Oh, I promise this will be the last of running for a bit …
Jo Pavey – “This Mum Runs”
(25 July 2016)
I picked this up at the same time as “Your Pace or Mine”, as it was one of those “People who bought that bought this” books that I don’t usually fall for. But she was doing the Rio 10,000m, so it had to be done. It’s a lovely autobiography, which gets off to a good start when she actually has “with Sarah Edworthy” on the title page (I’m a bit sensitive on behalf of ghost-writers now I work with a few of them!) and it was fab thinking she was at her 5th Olympics as I was reading it.
The book opens with an excellent story mid-way through her career which involves her forgetting her club running vest and having to source it in a hurry to wear in a race. That’s something quite a lot of runners have done, and made it feel an intimate and down-to-earth read. I also particularly liked the fact that she said more than once what a privilege it is to be running in road races with the “masses” who are running for clubs and charities – one of the things I like is getting to run in the footsteps of the stars, and it’s lovely that at least a few of them think the same from the other side. She also mentions parkrun (free, 5k organised runs every Saturday morning in parks; I volunteer regularly at our local one) as a good thing to build up to when you start running, in a short section on the subject. Oh, and she thanks all the volunteers throughout athletics at the end of her acknowledgements, too! What a star indeed.
More grim and dark than even her battles through injury are the comments on the effect that others’ doping has had on her career. Written in 2015 after the doping scandals hit, this is the first book I’ve read that really addresses this issue, and it’s heart-breaking to hear of people being given better positions and even medals way after the event as people are re-tested, which is obviously not the same as receiving those positions and medals at the time. She does have hope for the future with this, which I hope is borne out.

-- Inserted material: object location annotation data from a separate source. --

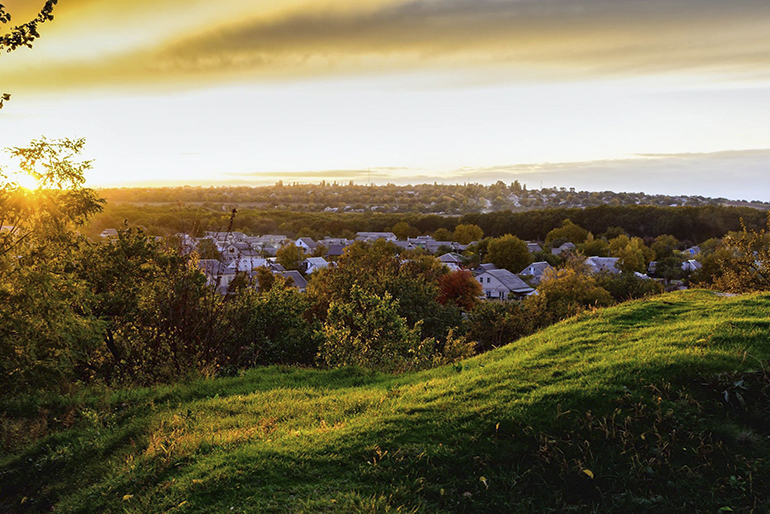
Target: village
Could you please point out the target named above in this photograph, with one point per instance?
(242, 256)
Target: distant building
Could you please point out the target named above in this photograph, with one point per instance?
(313, 264)
(565, 248)
(536, 270)
(503, 285)
(602, 264)
(307, 244)
(374, 236)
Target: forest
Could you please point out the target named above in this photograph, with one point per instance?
(137, 309)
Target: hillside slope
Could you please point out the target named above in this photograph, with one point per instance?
(660, 405)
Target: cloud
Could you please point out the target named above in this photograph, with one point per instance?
(725, 174)
(538, 37)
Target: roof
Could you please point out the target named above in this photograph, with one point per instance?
(308, 241)
(335, 250)
(538, 268)
(598, 264)
(509, 280)
(295, 276)
(248, 263)
(452, 257)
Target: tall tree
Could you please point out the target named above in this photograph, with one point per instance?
(508, 252)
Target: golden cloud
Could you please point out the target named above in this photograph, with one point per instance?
(563, 37)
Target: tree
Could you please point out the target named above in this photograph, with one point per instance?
(747, 268)
(567, 232)
(664, 246)
(467, 233)
(403, 230)
(290, 256)
(24, 34)
(509, 252)
(37, 244)
(565, 293)
(367, 331)
(442, 234)
(632, 254)
(459, 288)
(594, 247)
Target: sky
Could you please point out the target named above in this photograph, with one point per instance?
(660, 96)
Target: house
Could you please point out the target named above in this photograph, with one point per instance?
(536, 270)
(533, 247)
(294, 278)
(691, 265)
(335, 251)
(565, 248)
(223, 237)
(485, 267)
(313, 264)
(328, 242)
(453, 261)
(248, 263)
(307, 244)
(275, 240)
(373, 236)
(602, 264)
(502, 284)
(217, 274)
(693, 251)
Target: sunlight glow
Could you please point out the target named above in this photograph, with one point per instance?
(26, 181)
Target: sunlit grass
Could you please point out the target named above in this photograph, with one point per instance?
(657, 405)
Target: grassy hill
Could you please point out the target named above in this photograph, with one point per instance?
(660, 405)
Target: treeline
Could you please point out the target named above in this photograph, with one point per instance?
(436, 198)
(690, 224)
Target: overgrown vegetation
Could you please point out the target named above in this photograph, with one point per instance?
(656, 405)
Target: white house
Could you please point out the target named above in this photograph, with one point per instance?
(373, 236)
(307, 244)
(691, 265)
(565, 248)
(313, 264)
(536, 270)
(602, 264)
(502, 284)
(533, 247)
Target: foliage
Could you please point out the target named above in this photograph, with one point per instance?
(746, 266)
(568, 231)
(632, 253)
(495, 324)
(627, 286)
(664, 246)
(467, 233)
(290, 256)
(564, 293)
(376, 268)
(367, 331)
(594, 247)
(634, 394)
(459, 288)
(508, 252)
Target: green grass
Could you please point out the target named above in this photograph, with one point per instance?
(660, 405)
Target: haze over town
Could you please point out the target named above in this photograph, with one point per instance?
(658, 96)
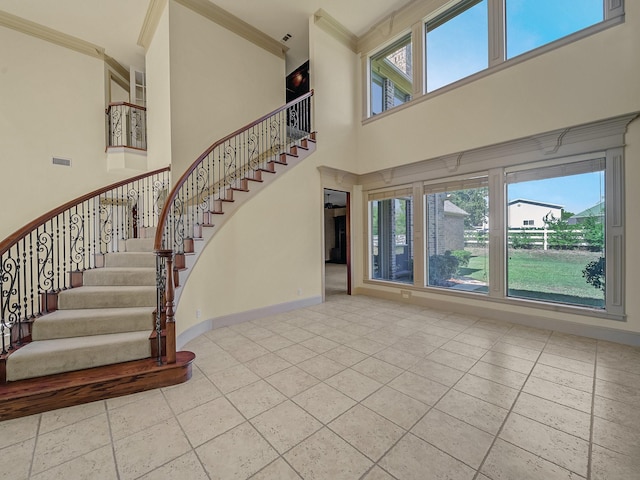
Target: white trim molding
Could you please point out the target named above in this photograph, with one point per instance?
(50, 35)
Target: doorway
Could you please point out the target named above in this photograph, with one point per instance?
(337, 236)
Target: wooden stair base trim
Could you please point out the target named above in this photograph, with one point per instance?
(37, 395)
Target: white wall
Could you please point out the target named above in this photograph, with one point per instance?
(52, 103)
(219, 83)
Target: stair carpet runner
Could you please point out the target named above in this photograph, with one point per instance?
(106, 321)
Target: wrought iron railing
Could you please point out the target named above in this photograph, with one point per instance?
(40, 259)
(224, 166)
(127, 125)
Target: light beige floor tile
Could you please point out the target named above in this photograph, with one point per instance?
(285, 425)
(67, 443)
(558, 447)
(209, 420)
(98, 464)
(396, 406)
(452, 359)
(296, 354)
(422, 389)
(414, 459)
(516, 351)
(325, 455)
(324, 402)
(554, 415)
(455, 437)
(185, 396)
(483, 415)
(366, 346)
(370, 433)
(18, 430)
(319, 344)
(267, 365)
(147, 450)
(511, 362)
(613, 436)
(575, 366)
(353, 384)
(233, 378)
(436, 371)
(277, 470)
(501, 375)
(618, 376)
(298, 335)
(237, 454)
(186, 467)
(66, 416)
(608, 465)
(508, 462)
(276, 342)
(566, 396)
(615, 391)
(345, 355)
(378, 370)
(563, 377)
(618, 412)
(216, 363)
(321, 367)
(587, 356)
(400, 359)
(128, 419)
(255, 398)
(292, 381)
(487, 390)
(16, 460)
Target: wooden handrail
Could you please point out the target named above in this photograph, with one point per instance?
(127, 104)
(174, 191)
(12, 239)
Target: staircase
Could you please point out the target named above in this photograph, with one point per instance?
(88, 289)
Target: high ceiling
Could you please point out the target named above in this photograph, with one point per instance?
(115, 24)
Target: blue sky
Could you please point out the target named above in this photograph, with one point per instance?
(575, 193)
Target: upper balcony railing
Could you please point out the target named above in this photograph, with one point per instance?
(127, 125)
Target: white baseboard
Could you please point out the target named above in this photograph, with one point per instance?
(235, 318)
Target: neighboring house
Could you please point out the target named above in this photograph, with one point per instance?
(530, 213)
(453, 226)
(596, 211)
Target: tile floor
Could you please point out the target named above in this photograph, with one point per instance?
(358, 388)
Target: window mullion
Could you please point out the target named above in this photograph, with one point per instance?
(496, 32)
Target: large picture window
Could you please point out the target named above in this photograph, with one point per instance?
(457, 239)
(559, 255)
(392, 239)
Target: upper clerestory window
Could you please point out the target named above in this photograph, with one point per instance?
(391, 76)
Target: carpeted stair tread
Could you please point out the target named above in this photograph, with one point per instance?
(48, 357)
(119, 276)
(107, 297)
(85, 322)
(130, 259)
(139, 245)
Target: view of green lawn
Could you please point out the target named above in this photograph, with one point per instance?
(554, 275)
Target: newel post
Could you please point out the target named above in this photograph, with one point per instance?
(169, 296)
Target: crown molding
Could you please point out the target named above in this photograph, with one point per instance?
(236, 25)
(50, 35)
(336, 29)
(151, 22)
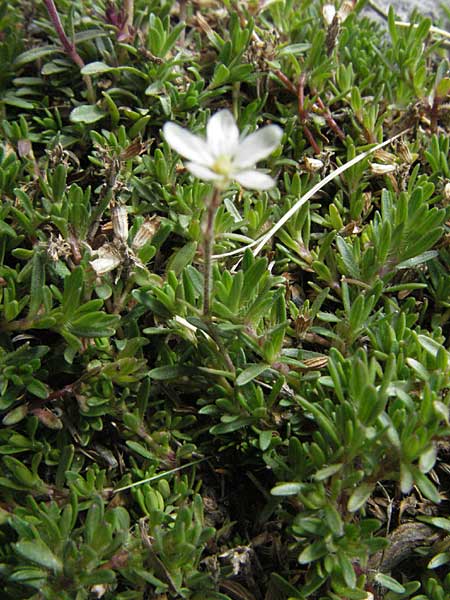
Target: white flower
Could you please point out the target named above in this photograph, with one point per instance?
(224, 156)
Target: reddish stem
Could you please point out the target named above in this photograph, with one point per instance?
(69, 46)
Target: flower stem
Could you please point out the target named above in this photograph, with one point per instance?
(208, 244)
(128, 6)
(69, 46)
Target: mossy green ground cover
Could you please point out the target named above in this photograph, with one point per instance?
(286, 436)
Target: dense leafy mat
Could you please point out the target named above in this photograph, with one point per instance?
(292, 440)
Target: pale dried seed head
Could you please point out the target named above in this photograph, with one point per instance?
(145, 232)
(378, 169)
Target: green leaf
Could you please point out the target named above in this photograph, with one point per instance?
(417, 260)
(95, 324)
(230, 426)
(425, 485)
(36, 53)
(287, 489)
(38, 552)
(390, 583)
(313, 552)
(250, 373)
(327, 472)
(86, 113)
(37, 283)
(360, 496)
(96, 68)
(182, 257)
(440, 522)
(440, 559)
(170, 372)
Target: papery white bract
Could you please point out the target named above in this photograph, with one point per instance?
(223, 156)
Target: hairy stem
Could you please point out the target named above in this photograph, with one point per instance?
(69, 46)
(208, 244)
(128, 6)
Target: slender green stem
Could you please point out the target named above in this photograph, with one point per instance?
(69, 47)
(208, 245)
(128, 6)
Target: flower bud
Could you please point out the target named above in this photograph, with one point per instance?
(119, 217)
(145, 232)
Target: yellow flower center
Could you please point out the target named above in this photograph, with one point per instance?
(222, 166)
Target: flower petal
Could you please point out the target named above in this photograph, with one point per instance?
(254, 180)
(187, 144)
(222, 134)
(257, 146)
(203, 172)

Readable, well-written and inspiring. Although she does talk about being a mum and family life, it’s clear that it’s all part of her life, something she’s proud of, but not something she’s twee about.
Haruki Murakami – “What I Talk About When I Talk About Running”
(20 April 2009)
A re-read of this excellent book about long-distance running and writing. It’s personal, self-effacing and honest: he claims to have an unlikeable personality, being most keen on both running and writing alone, but is an engaging companion and fits well into the worlds of marathons and triathlons (I’d completely forgotten that he talks about tris and his struggles with biking and swimming as well). Much more of a memoir than a how-to, but he does get the feel of endurance running across brilliantly, and has the great mantras, “Pain is inevitable, suffering is optional” and “I am a machine”, which can help in tricky situations. A good, worthwhile pre-marathon read.
When I’d finished these two, I was in the middle of reading a novel about an Amish community and had started Edith Wharton’s “The Reef” – watch this space for reviews of those as I try to catch up with myself before the end of the month. Neither of this books filled in any places in challenges, but I’m glad I read them both.